SCOREC / pumi-pic

support libraries for unstructured mesh particle in cell simulations on GPUs and CPUs
BSD 3-Clause "New" or "Revised" License
36 stars 15 forks source link

CSR and CabM failing migrate tests #64

Closed MatthewChristoff closed 3 years ago

MatthewChristoff commented 3 years ago

The following two tests fail with Cabana enabled and Cabana disabled:

The following tests FAILED:
         20 - test_structures_small_4 (Failed)
         21 - test_structures_4 (Failed)

These failures are happening during a "new" migration test. I noticed these earlier but hadn't gotten around to looking into them. Technically, they were old tests that never had their function call uncommented. I renamed the test migrateSendRight, and it is now located here (I moved another commented-out migration test here migrateToEmptyAndRefill along with another test we made more recently migrateSendToOne).

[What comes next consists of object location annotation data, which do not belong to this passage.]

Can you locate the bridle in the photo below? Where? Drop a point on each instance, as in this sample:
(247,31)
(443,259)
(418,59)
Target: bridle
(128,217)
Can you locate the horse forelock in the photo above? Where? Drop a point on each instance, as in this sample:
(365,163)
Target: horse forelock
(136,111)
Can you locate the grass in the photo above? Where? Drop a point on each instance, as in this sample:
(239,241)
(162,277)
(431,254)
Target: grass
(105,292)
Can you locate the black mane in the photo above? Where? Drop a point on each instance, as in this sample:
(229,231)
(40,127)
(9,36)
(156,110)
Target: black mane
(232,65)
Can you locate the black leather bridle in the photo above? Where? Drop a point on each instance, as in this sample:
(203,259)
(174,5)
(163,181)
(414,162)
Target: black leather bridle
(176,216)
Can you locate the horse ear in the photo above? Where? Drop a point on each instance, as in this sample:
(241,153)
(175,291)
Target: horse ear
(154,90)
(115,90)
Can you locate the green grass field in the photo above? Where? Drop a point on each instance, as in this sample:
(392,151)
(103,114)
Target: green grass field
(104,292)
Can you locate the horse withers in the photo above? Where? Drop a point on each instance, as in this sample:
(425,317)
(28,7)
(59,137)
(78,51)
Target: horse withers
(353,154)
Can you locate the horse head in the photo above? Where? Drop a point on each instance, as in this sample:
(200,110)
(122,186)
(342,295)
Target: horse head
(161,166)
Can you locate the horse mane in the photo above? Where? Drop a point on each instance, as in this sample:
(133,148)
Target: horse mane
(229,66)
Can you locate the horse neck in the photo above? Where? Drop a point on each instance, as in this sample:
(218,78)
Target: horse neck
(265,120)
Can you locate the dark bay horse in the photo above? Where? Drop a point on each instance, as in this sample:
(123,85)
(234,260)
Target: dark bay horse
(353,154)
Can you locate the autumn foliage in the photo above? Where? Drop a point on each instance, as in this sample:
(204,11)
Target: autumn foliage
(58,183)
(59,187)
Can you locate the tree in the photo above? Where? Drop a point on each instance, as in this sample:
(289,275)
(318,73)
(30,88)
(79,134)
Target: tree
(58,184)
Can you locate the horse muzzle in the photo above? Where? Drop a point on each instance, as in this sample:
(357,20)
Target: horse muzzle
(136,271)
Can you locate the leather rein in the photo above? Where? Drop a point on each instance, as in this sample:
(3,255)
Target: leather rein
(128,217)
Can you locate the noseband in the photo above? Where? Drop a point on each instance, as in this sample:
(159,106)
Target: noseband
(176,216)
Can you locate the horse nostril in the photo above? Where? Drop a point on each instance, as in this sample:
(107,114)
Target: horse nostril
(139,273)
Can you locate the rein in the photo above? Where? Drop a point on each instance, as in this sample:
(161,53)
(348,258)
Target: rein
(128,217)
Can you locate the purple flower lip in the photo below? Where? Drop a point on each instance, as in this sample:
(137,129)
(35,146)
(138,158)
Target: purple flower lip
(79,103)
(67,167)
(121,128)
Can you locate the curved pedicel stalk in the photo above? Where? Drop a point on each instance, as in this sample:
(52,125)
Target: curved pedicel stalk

Specifically, CSR causes an out-of-memory error which happens during the second part of this test where a Distributor is used in the process of reversing a migrate operation with another migrate operation. This section is here.

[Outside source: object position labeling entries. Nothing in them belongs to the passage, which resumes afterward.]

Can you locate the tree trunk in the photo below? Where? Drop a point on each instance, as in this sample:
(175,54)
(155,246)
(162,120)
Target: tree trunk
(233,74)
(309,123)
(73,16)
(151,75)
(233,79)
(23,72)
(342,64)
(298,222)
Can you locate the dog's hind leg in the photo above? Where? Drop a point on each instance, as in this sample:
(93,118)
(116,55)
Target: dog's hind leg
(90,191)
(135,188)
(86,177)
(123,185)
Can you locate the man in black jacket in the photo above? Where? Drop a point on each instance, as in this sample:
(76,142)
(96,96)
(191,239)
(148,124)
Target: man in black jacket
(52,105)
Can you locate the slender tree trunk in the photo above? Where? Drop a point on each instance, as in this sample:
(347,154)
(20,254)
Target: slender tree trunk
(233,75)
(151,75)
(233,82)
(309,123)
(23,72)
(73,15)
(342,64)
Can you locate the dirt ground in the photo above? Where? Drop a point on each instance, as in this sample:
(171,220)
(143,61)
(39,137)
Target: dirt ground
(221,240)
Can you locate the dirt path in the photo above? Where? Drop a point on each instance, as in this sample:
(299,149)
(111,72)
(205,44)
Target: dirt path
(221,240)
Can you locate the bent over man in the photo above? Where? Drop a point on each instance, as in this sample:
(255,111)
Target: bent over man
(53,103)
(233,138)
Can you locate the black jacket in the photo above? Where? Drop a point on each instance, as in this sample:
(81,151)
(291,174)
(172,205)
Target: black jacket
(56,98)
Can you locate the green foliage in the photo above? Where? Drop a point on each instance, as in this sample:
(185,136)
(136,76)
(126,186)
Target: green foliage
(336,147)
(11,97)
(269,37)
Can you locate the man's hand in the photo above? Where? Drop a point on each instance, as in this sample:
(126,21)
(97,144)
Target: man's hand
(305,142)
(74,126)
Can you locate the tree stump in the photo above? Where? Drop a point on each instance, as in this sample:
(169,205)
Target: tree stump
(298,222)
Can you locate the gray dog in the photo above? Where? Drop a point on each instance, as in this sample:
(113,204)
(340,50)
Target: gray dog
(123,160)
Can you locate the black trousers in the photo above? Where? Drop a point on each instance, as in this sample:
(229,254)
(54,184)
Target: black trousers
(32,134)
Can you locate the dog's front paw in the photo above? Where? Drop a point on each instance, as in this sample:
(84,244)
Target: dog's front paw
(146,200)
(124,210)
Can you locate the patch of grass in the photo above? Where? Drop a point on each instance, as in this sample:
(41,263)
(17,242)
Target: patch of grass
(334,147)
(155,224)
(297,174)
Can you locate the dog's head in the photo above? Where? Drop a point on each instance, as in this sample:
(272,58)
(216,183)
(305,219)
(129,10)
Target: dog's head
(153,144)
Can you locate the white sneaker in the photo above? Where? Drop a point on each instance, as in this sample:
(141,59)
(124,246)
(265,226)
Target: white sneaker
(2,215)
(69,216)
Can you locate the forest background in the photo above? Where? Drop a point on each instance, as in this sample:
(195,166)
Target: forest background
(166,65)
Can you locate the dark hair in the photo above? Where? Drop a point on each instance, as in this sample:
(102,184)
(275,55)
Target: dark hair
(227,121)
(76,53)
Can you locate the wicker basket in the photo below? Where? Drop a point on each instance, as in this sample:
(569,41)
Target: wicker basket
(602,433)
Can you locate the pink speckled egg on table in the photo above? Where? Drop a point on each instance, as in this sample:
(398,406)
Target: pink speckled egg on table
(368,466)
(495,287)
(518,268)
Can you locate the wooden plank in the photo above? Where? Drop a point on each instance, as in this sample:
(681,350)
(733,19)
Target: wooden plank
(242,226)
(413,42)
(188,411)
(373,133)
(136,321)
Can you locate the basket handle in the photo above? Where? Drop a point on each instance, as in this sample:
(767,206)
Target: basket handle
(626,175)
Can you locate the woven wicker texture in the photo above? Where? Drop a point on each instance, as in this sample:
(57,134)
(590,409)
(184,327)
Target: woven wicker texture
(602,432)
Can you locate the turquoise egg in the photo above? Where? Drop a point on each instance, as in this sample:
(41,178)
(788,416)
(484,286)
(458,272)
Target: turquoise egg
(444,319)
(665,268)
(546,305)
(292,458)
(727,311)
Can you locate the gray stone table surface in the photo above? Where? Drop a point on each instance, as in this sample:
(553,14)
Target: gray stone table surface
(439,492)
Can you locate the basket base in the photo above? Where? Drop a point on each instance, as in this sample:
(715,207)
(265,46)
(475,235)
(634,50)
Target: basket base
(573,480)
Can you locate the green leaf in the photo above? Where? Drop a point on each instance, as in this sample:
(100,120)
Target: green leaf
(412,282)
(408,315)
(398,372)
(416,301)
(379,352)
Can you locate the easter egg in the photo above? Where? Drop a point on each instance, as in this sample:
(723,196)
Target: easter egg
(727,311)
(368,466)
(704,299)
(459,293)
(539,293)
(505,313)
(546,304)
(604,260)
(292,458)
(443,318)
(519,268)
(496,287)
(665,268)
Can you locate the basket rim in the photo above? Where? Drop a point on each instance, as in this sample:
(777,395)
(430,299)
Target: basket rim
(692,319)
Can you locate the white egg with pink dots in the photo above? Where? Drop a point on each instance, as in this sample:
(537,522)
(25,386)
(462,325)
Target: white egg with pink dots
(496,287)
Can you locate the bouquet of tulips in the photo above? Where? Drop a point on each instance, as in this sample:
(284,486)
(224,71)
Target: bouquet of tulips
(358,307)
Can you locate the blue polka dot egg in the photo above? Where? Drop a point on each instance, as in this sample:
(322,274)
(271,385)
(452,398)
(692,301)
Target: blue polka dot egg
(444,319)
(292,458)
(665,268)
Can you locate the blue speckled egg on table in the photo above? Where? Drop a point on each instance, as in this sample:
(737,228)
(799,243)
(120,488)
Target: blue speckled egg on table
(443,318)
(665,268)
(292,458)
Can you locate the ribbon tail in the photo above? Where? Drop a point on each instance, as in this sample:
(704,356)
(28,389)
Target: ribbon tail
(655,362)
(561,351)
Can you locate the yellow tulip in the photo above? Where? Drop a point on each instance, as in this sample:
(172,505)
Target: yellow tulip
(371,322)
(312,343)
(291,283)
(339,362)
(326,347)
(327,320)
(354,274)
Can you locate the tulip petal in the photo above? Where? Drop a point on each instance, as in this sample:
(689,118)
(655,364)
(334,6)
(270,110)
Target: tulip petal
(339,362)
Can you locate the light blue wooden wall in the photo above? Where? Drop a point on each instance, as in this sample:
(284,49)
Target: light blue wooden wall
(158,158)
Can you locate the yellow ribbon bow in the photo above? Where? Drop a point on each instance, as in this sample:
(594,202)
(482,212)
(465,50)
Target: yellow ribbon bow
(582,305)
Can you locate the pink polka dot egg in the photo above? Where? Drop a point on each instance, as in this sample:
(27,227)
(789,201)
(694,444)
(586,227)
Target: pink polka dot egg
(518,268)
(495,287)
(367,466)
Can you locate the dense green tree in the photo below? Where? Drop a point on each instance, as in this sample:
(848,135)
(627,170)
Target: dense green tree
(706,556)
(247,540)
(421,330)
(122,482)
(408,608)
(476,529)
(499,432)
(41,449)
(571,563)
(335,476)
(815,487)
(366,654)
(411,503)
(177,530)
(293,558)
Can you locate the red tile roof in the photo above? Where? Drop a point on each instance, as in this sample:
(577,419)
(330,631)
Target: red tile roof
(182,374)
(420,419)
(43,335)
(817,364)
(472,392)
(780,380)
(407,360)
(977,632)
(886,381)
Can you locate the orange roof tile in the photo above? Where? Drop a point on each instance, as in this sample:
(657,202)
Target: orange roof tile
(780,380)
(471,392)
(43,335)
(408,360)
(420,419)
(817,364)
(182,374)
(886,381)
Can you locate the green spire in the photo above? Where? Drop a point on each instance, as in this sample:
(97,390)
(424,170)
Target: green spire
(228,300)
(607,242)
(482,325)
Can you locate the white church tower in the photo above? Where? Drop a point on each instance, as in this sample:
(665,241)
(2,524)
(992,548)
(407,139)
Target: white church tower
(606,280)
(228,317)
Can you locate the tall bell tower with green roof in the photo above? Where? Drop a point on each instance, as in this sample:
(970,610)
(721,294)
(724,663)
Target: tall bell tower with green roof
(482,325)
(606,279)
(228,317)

Error on test_structures_small_4:

20: testMigration csr, rank 2
20: terminate called after throwing an instance of 'std::runtime_error'
20:   what():  cudaMalloc( &ptr, arg_alloc_size ) error( cudaErrorMemoryAllocation): out of memory /users/chrism5/pumipic_Cabm/kokkos/core/src/Cuda/Kokkos_CudaSpace.cpp:175
20: Traceback functionality not available
20: 
20: terminate called after throwing an instance of 'std::runtime_error'
20:   what():  cudaMalloc( &ptr, arg_alloc_size ) error( cudaErrorMemoryAllocation): out of memory /users/chrism5/pumipic_Cabm/kokkos/core/src/Cuda/Kokkos_CudaSpace.cpp:175
20: Traceback functionality not available
20: 
20: terminate called after throwing an instance of 'std::runtime_error'
20:   what():  cudaMalloc( &ptr, arg_alloc_size ) error( cudaErrorMemoryAllocation): out of memory /users/chrism5/pumipic_Cabm/kokkos/core/src/Cuda/Kokkos_CudaSpace.cpp:175
20: Traceback functionality not available
20: 
20: terminate called after throwing an instance of 'std::runtime_error'
20:   what():  cudaMalloc( &ptr, arg_alloc_size ) error( cudaErrorMemoryAllocation): out of memory /users/chrism5/pumipic_Cabm/kokkos/core/src/Cuda/Kokkos_CudaSpace.cpp:175
20: Traceback functionality not available

Error on test_structures_4:

21: testMigration csr, rank 0
21: terminate called after throwing an instance of 'std::runtime_error'
21:   what():  cudaMalloc( &ptr, arg_alloc_size ) error( cudaErrorMemoryAllocation): out of memory /users/chrism5/pumipic_Cabm/kokkos/core/src/Cuda/Kokkos_CudaSpace.cpp:175
21: Traceback functionality not available
21: 
21: terminate called after throwing an instance of 'std::runtime_error'
21:   what():  cudaMalloc( &ptr, arg_alloc_size ) error( cudaErrorMemoryAllocation): out of memory /users/chrism5/pumipic_Cabm/kokkos/core/src/Cuda/Kokkos_CudaSpace.cpp:175
21: Traceback functionality not available

Secondly, I also just noticed that if this section is commented out, ignoring that error, we seemingly have yet another issue where CabM does not have the expected number of particles in each rank in the tests SendToOne and migrateToEmptyAndRefill, here and here. This issue, at least with SendToOne, didn't occur in the original test when it was in it's own separate file, so it likely has something to do with the structure being passed around in these tests.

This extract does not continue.